Black holes are pretty well known for doing a lot of swallowing up stuff, but they can also produce incredibly powerful astrophysical jets. These are explosion-like beams of ionised matter that can travel close to the speed of light.
But these jets are still relatively mysterious. Scientists knew that the jets are coming from the black holes, but how this happens is still mostly a mystery.
The new image can’t tell us everything, but it does show the base of the jet connecting with the matter swirling around the black hole – which has never been seen before.
“This new image completes the picture by showing the region around the black hole and the jet at the same time,” adds Jae-Young Kim from the Kyungpook National University in South Korea and the Max Planck Institute for Radio Astronomy in Germany.
The team did this by mostly using the Global Millimetre VLBI Array (GMVA), as well as the phased Atacama Large Millimetre/submillimetre Array, and the Greenland Telescope to analyse the black hole in the 3.5 mm radio wavelength.
This is a little different to how the Event Horizon Telescope first imaged a black hole a few years ago. They used 1.3 mm, which shows the ring like structure around the black hole. However, the 3.5 mm radio image shows the dense radio core.
This different wavelength also showed that the black hole’s shadow had a bigger ring than the Event Horizon Telescope found.
“With the greatly improved imaging capabilities of the GMVA, we have gained a new perspective. We do indeed see the triple-ridged jet that we knew about from earlier VLBI observations,” says Dr Thomas Krichbaum of the Max Planck Institute for Radio Astronomy.
“But now we can see how the jet emerges from the emission ring around the central black hole and we can measure the ring diameter also at another wavelength.”

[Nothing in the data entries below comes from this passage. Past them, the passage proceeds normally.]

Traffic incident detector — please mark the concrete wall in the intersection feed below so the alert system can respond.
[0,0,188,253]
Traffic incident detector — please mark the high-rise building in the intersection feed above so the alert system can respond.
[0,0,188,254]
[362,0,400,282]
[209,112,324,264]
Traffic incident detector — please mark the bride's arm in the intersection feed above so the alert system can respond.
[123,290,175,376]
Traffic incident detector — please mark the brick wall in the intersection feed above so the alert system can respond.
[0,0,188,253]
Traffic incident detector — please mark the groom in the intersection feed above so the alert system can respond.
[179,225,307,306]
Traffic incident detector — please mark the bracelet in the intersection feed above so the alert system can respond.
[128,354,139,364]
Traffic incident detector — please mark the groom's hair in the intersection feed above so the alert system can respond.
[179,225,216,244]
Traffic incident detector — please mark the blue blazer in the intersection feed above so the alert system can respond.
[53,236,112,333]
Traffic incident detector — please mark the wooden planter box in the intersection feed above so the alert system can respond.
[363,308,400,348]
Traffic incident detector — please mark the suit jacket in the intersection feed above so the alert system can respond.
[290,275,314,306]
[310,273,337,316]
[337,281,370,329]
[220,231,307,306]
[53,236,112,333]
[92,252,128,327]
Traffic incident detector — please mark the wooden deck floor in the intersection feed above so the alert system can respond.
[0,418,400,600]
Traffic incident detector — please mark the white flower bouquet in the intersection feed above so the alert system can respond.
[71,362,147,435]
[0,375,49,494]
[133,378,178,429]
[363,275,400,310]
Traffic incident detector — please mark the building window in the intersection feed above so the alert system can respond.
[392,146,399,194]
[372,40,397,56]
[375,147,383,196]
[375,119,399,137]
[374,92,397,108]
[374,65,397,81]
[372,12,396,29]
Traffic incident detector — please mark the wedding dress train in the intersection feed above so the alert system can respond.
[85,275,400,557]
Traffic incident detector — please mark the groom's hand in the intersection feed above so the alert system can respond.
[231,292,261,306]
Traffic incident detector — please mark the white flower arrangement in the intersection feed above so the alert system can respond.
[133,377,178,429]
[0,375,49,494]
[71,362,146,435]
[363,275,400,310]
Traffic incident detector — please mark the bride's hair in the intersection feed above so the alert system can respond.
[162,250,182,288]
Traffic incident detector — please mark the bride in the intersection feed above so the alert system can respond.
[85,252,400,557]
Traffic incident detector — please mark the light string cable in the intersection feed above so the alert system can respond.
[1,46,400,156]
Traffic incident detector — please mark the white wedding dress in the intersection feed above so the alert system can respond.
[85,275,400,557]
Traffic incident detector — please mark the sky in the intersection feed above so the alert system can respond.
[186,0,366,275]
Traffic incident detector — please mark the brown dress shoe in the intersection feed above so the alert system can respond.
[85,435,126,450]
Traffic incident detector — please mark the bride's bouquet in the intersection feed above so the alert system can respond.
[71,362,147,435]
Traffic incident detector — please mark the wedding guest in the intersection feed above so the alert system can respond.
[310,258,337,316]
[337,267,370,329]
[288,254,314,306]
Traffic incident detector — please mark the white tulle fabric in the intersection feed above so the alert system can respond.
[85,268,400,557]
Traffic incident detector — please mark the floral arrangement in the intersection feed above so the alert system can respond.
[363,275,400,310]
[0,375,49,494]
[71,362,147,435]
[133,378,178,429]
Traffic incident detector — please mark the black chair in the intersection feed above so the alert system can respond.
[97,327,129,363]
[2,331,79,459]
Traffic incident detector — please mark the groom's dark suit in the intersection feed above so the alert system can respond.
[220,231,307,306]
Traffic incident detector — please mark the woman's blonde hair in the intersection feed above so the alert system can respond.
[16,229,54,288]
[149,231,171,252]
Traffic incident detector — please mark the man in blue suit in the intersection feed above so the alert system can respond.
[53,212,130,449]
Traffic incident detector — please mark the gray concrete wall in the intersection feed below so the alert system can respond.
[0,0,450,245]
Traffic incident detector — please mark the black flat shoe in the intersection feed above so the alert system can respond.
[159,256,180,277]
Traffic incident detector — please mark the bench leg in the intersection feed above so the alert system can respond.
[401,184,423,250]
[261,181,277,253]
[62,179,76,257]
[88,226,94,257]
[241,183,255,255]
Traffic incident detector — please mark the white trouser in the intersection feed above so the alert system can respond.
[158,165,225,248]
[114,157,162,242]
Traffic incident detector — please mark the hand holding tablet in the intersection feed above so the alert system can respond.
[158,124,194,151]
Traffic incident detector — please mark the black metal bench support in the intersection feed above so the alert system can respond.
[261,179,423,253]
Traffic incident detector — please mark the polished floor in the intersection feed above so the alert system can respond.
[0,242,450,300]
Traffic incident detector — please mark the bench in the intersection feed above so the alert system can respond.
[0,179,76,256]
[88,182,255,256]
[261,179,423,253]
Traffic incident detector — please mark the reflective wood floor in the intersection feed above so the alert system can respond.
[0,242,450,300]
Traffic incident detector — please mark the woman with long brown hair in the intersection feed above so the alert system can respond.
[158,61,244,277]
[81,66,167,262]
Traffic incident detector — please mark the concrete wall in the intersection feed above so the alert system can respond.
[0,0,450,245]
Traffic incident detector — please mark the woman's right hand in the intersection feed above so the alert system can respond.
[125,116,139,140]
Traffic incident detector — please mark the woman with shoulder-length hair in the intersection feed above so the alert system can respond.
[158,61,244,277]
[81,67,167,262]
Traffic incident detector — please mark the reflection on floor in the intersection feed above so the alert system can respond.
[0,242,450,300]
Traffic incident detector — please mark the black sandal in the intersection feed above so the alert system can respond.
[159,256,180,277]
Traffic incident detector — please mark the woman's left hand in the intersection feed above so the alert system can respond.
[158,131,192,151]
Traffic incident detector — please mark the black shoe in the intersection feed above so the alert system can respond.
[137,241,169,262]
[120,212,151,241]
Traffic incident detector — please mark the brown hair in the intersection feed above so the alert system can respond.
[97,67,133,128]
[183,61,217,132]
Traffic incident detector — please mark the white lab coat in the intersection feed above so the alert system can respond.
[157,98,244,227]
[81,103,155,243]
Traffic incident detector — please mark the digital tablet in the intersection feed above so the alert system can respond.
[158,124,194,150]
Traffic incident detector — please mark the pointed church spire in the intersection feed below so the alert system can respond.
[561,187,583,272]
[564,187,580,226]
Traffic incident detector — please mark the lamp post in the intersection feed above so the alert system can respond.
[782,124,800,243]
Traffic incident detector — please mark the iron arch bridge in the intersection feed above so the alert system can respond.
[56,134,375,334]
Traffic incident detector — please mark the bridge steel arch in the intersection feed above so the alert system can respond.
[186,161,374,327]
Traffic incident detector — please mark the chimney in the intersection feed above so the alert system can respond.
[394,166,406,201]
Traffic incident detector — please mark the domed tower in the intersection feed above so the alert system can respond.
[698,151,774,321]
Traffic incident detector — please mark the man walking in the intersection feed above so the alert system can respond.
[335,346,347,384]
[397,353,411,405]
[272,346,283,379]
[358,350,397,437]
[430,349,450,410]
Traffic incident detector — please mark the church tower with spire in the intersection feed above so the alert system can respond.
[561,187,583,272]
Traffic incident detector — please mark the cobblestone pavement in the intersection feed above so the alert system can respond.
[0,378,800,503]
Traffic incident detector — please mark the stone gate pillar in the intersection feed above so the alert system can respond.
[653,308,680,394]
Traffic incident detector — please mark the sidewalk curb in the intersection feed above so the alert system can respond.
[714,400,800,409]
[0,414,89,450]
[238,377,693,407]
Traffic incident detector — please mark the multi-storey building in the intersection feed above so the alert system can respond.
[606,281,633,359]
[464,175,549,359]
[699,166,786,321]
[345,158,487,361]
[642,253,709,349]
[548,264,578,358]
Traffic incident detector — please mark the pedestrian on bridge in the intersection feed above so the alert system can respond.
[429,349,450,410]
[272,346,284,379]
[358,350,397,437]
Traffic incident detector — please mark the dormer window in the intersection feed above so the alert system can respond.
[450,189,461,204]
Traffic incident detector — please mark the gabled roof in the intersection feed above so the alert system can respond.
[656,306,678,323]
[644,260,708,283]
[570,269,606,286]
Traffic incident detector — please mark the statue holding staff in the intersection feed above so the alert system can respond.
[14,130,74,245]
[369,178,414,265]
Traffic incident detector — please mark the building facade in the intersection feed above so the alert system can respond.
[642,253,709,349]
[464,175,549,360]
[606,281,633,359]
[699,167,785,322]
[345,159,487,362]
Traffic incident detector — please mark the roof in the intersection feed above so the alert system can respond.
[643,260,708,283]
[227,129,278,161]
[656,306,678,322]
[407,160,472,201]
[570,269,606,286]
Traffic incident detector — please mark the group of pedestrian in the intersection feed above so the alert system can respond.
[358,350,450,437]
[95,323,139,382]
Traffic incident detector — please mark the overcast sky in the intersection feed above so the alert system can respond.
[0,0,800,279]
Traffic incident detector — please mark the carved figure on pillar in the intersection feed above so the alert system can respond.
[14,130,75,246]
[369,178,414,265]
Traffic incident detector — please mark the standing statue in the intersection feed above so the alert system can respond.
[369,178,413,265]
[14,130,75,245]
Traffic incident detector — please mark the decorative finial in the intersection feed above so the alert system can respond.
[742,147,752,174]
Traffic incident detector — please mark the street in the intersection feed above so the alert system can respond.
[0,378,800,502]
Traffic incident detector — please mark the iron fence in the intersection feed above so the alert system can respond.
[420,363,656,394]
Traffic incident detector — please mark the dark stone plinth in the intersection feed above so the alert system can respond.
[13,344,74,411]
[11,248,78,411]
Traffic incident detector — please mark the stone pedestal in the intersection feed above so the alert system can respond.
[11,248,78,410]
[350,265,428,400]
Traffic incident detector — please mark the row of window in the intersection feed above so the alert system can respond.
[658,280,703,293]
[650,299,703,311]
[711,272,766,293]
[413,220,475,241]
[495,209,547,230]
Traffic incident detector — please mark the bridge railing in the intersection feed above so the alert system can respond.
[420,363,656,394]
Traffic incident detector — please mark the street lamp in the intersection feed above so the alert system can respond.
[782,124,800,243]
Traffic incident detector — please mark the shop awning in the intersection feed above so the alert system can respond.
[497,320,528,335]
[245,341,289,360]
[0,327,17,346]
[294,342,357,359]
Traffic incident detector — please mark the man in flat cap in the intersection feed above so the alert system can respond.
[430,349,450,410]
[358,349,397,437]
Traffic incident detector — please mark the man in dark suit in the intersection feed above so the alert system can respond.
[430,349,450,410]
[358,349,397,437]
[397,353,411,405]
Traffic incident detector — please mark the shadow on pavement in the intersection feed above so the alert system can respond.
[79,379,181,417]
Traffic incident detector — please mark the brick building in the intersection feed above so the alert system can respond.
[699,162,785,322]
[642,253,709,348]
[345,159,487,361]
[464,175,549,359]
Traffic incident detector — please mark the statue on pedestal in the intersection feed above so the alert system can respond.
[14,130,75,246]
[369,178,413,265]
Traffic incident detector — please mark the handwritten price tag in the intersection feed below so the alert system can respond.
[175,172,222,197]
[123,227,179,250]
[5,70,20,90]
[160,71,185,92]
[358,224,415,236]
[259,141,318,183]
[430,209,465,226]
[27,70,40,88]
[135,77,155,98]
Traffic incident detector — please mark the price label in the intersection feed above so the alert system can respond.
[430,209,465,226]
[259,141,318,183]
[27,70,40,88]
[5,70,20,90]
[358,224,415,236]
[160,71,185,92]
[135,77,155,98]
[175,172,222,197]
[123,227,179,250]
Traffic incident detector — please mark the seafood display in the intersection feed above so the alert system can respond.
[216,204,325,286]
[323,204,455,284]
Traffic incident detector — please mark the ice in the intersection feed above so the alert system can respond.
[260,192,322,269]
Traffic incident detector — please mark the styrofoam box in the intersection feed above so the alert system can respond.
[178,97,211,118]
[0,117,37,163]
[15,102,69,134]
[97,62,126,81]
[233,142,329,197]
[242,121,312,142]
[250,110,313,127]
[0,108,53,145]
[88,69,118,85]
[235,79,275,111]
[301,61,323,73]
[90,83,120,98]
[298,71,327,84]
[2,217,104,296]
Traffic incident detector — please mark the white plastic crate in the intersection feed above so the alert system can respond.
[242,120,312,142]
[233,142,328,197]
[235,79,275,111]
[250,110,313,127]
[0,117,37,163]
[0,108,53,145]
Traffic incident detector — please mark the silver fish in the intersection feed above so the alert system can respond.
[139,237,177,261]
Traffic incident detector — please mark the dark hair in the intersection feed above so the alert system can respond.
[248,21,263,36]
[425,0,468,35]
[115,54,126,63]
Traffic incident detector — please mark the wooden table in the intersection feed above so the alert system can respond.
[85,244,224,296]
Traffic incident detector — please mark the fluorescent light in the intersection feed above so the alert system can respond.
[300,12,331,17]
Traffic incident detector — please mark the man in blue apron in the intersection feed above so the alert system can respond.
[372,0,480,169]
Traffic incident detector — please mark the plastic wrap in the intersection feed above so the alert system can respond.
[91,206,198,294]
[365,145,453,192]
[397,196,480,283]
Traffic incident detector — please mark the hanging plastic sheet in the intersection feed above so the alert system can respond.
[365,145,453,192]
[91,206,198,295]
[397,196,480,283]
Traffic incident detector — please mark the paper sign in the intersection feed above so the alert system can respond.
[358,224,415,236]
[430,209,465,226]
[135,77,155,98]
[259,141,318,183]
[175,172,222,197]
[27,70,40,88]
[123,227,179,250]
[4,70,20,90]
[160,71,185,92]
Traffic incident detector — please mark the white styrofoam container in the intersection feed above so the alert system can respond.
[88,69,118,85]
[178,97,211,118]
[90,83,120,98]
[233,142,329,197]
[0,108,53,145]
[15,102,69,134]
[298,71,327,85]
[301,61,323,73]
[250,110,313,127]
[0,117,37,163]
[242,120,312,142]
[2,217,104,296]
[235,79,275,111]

Of course, this isn’t the end of the story. The team is hoping to continue to unravel exactly how the jets are launched from the black hole in even more detail.
“The next steps in the high-resolution studies of M87 address the study of the radio colour of the jet and black hole shadow, as well as polarisation measurements, which will reveal the magnetic field,” says Dr Jae-Young Kim, from Kyungpook National University in Daegu, South Korea.
The research has been published in Nature.